Groundhog Day data

This is separate from the “What the? It’s groundhog day again” thread. This is hard data. One local reporter collated the results of all the past predictions he could find in the local paper archives. Mr Hog was correct only 39% of the time. Terrible. He can’t even get close to a 50/50 guess.

So what I’m thinking is that way back when the originator of this prediction method worked out the details he somehow got it backwards. I mean, a 61% correct prediction would be decent.

You mean the people that came up with this only got 39% correct.
:wink:

NPR reported a 30% success rate.
I’m going to go with mixdenny. If he goes back into his tunnel after seeing his shadow, it means there will be good weather and he nap before doing his groundhog stuff, whatever that is.

Hogging ground, duh.

Why, of course!

If he sees his shadow, there will be six more weeks of Winter.

If he doesn’t see his shadow, Winter will only last another month and a half.

I assume that this is not adjusted for the baseline frequency. Because being consistently incorrect significantly more than half the time would be just as remarkable as the opposite. It would just mean that people were not reading the output correctly, and the groundhog is outperforming all supercomputer weather forecasting algorithms.

Yeah, I’ve always heard it more or less like this, too. The groundhog’s “prediction” is set up in such a way that it can’t be wrong.

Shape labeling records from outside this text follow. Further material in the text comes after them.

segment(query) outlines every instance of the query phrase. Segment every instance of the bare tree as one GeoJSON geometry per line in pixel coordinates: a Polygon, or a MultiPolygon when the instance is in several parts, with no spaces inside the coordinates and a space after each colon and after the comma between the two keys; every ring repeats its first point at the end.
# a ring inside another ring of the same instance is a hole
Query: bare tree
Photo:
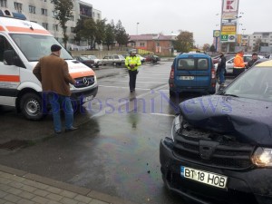
{"type": "Polygon", "coordinates": [[[67,47],[68,35],[66,34],[66,23],[70,20],[73,8],[73,0],[51,0],[53,4],[54,17],[59,20],[59,24],[63,29],[64,47],[67,47]]]}

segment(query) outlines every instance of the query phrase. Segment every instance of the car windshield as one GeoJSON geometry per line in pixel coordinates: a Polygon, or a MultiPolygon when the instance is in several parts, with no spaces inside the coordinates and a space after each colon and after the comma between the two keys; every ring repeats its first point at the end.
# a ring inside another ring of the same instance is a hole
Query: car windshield
{"type": "Polygon", "coordinates": [[[223,94],[272,102],[272,68],[255,67],[225,89],[223,94]]]}
{"type": "MultiPolygon", "coordinates": [[[[49,55],[52,44],[62,46],[53,36],[22,34],[11,34],[10,35],[29,62],[39,61],[41,57],[49,55]]],[[[65,60],[73,60],[73,57],[63,47],[61,57],[65,60]]]]}
{"type": "Polygon", "coordinates": [[[178,61],[178,70],[208,70],[208,59],[184,58],[178,61]]]}

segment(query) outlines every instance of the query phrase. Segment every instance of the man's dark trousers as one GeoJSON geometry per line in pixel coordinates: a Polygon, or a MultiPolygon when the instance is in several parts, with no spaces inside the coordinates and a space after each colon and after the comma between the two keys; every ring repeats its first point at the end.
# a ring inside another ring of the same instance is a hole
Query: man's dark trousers
{"type": "Polygon", "coordinates": [[[138,70],[135,71],[129,70],[131,92],[135,90],[137,73],[138,73],[138,70]]]}

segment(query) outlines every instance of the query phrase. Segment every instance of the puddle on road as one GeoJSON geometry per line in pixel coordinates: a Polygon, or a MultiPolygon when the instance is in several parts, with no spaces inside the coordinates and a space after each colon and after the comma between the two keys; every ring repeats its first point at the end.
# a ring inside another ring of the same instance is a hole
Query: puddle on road
{"type": "Polygon", "coordinates": [[[13,140],[7,142],[0,144],[0,149],[5,149],[9,151],[14,151],[19,148],[24,148],[29,145],[32,145],[33,141],[21,141],[21,140],[13,140]]]}

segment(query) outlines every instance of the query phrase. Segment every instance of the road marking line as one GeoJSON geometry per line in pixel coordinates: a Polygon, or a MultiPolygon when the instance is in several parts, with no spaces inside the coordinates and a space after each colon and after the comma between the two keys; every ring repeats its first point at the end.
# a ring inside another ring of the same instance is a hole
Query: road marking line
{"type": "Polygon", "coordinates": [[[156,112],[152,112],[152,113],[151,113],[151,115],[167,116],[167,117],[175,117],[175,115],[172,115],[172,114],[156,113],[156,112]]]}

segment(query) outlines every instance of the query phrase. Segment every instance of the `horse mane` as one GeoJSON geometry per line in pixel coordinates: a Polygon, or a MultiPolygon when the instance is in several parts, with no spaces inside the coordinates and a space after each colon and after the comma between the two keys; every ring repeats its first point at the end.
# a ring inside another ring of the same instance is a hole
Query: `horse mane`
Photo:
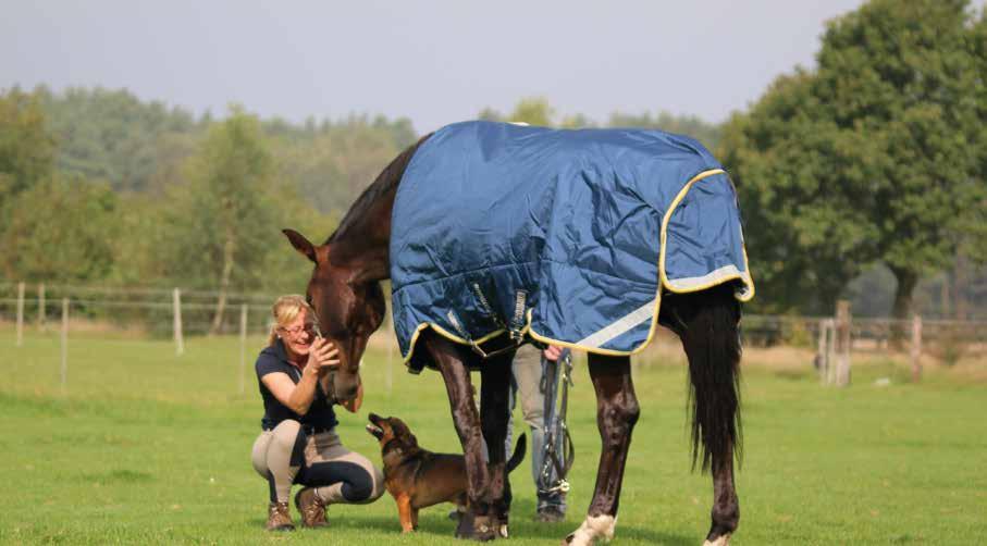
{"type": "Polygon", "coordinates": [[[363,193],[360,194],[360,197],[358,197],[353,206],[349,207],[346,215],[340,221],[336,231],[325,239],[325,245],[345,237],[361,220],[366,220],[369,216],[370,209],[382,196],[386,196],[397,189],[397,185],[400,183],[400,178],[404,176],[405,170],[408,167],[408,163],[411,162],[411,158],[415,156],[418,147],[432,135],[433,133],[429,133],[419,138],[417,142],[412,144],[405,149],[405,151],[391,160],[391,163],[381,171],[381,174],[377,175],[373,183],[367,186],[367,189],[365,189],[363,193]]]}

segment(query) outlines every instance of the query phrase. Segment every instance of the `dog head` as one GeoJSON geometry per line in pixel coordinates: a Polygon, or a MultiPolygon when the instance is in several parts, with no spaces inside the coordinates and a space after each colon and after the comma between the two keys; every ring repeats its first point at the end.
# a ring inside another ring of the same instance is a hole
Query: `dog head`
{"type": "Polygon", "coordinates": [[[381,443],[384,452],[393,449],[410,451],[418,448],[418,438],[411,434],[408,425],[396,417],[382,418],[377,413],[370,413],[367,432],[381,443]]]}

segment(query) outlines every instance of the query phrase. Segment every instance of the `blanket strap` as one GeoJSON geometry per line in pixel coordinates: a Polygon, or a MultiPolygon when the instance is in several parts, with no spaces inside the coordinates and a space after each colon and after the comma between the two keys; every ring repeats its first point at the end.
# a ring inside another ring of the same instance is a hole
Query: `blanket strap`
{"type": "Polygon", "coordinates": [[[523,340],[523,338],[515,339],[511,335],[511,340],[515,342],[514,344],[509,344],[505,347],[501,347],[499,349],[486,352],[480,347],[480,344],[473,340],[473,338],[469,335],[469,332],[466,331],[466,327],[462,326],[462,322],[459,320],[459,315],[456,314],[456,311],[453,311],[451,309],[449,312],[445,314],[445,317],[449,320],[449,324],[452,324],[453,327],[456,328],[456,332],[459,333],[459,336],[462,337],[464,340],[466,340],[467,345],[469,345],[469,348],[472,349],[473,352],[479,355],[483,360],[486,360],[490,357],[495,357],[497,355],[503,355],[508,351],[517,350],[517,348],[521,345],[520,342],[523,340]]]}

But even if you do assign meaningful outcomes to it, how does one define what constitutes “the end of winter”? First thaw? Last freeze? Whether the temperature on March 16th (15th leap) is above or below the local median for that date?

My point exactly.

I thought I said that. At any rate, I agree.
Phil needs a NOT gate.

How much ground would a groundhog hog if a groundhog would hog ground?